Other differentials considered for nonpruritic crusting lesions in small ruminants include hyperkeratosis secondary to trauma, dermatophilosis, staphylococcal dermatitis, zinc deficiency, pemphigus foliaceus, and ringworm (Trichophyton verrucosum and Epidermophyton floccosum) [15, 23]. Close evaluation of the biopsied material allowed rejection of these inflammatory conditions. Squamous cell carcinoma was considered based on gross appearance but was not supported by the histological findings. Hemangioma was considered because of the benign appearance of the endothelial cells, and hemangiosarcoma was considered because of the infiltrative nature of the lesion. Ultimately, infiltrative hemangiolipoma was considered the most appropriate diagnosis because of the relative monotony of the neoplastic population, lack of atypical features, low mitotic rate, invasion of deep muscle, and close association of neoplastic vessels with mature lobules of adipose tissue.

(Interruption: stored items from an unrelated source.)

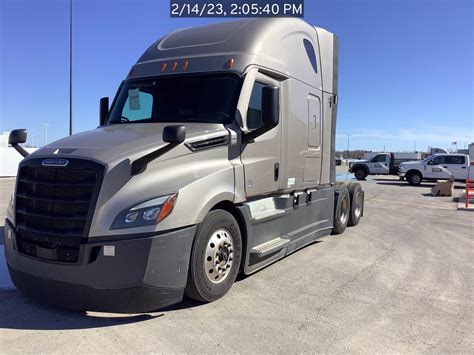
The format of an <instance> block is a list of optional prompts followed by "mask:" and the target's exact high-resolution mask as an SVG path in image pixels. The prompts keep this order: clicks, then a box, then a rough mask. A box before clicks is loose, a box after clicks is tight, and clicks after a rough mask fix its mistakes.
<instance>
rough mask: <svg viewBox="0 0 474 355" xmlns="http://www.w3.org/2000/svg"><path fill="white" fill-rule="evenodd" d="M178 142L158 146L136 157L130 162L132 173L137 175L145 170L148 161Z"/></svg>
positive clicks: (172, 146)
mask: <svg viewBox="0 0 474 355" xmlns="http://www.w3.org/2000/svg"><path fill="white" fill-rule="evenodd" d="M180 144H181V143H169V144H167V145H165V146H164V147H161V148H158V149H157V150H154V151H153V152H151V153H148V154H147V155H144V156H143V157H141V158H138V159H137V160H135V161H134V162H133V163H132V175H138V174H141V173H143V172H144V171H145V170H146V168H147V166H148V163H150V162H151V161H153V160H155V159H157V158H159V157H161V156H162V155H163V154H166V153H168V152H169V151H170V150H171V149H173V148H174V147H176V146H178V145H180Z"/></svg>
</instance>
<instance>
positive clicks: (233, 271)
mask: <svg viewBox="0 0 474 355" xmlns="http://www.w3.org/2000/svg"><path fill="white" fill-rule="evenodd" d="M241 256H242V237H241V234H240V229H239V225H238V223H237V221H236V220H235V218H234V217H233V216H232V214H230V213H229V212H227V211H224V210H214V211H211V212H209V214H208V215H207V216H206V217H205V218H204V220H203V221H202V222H201V224H200V225H199V226H198V229H197V231H196V237H195V241H194V245H193V250H192V252H191V262H190V269H189V273H188V282H187V285H186V289H185V294H186V296H188V297H190V298H193V299H195V300H197V301H201V302H212V301H215V300H217V299H218V298H220V297H222V296H224V295H225V294H226V293H227V291H229V289H230V288H231V287H232V284H233V283H234V281H235V279H236V277H237V273H238V272H239V267H240V259H241Z"/></svg>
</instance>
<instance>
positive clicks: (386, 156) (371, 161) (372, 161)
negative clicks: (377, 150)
mask: <svg viewBox="0 0 474 355" xmlns="http://www.w3.org/2000/svg"><path fill="white" fill-rule="evenodd" d="M386 158H387V156H386V155H376V156H375V157H373V158H372V160H371V161H370V162H371V163H385V160H386Z"/></svg>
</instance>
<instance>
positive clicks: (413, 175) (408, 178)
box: [406, 171, 423, 186]
mask: <svg viewBox="0 0 474 355" xmlns="http://www.w3.org/2000/svg"><path fill="white" fill-rule="evenodd" d="M422 178H423V176H422V175H421V173H420V172H419V171H409V172H408V173H407V175H406V179H407V182H408V183H409V184H410V185H413V186H416V185H420V184H421V179H422Z"/></svg>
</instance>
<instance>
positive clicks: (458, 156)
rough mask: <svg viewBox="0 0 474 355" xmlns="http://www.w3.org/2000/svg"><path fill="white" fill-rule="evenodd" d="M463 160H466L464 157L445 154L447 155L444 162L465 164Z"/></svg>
mask: <svg viewBox="0 0 474 355" xmlns="http://www.w3.org/2000/svg"><path fill="white" fill-rule="evenodd" d="M465 162H466V159H465V157H461V156H456V155H452V156H447V157H446V162H445V164H458V165H463V164H465Z"/></svg>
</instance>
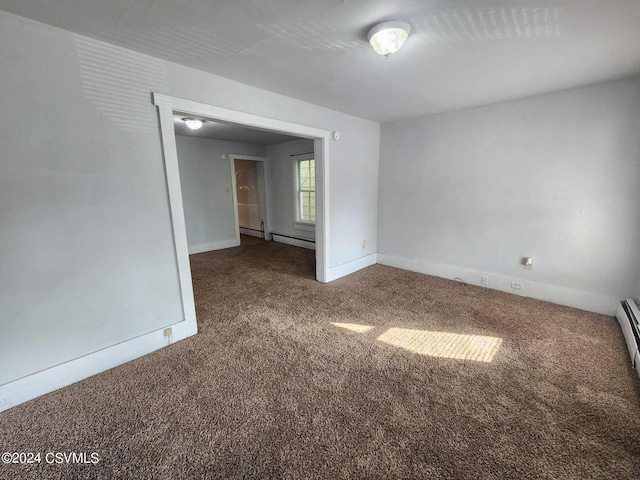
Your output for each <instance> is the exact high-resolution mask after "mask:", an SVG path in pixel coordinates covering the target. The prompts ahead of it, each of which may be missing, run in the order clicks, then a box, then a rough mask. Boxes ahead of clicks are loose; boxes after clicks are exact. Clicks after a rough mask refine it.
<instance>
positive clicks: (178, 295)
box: [0, 12, 379, 409]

Human and canine angiolipomas are considered benign neoplasms and surgical excision is curative . Minimal data is available for this tumor type in other species, but benignancy is likely a consistent feature. The biologic behavior of this lesion in a goat is uncertain, but the degree of invasiveness suggests that clinical followup is warranted and that local recurrence may occur, particularly given incomplete excision.
The patient was allowed to return to normal activity following suture removal. Recurrence of the cutaneous lesion at the surgery site was not identified at a 10-month followup. Surgical excision appears to be a viable treatment method for cutaneous hemangiolipomas in goats; however long-term patient monitoring is recommended due to the lack of clinically described cases. Importantly, the initial incisional biopsy was reported as consistent with hemangiosarcoma, a significantly more serious disease with a median survival time of 170–300 days . Because of the potential risk of misdiagnosing vascular cutaneous tumors in goats, en bloc tumor excision followed by thorough histological examination is recommended for large caprine cutaneous lesions.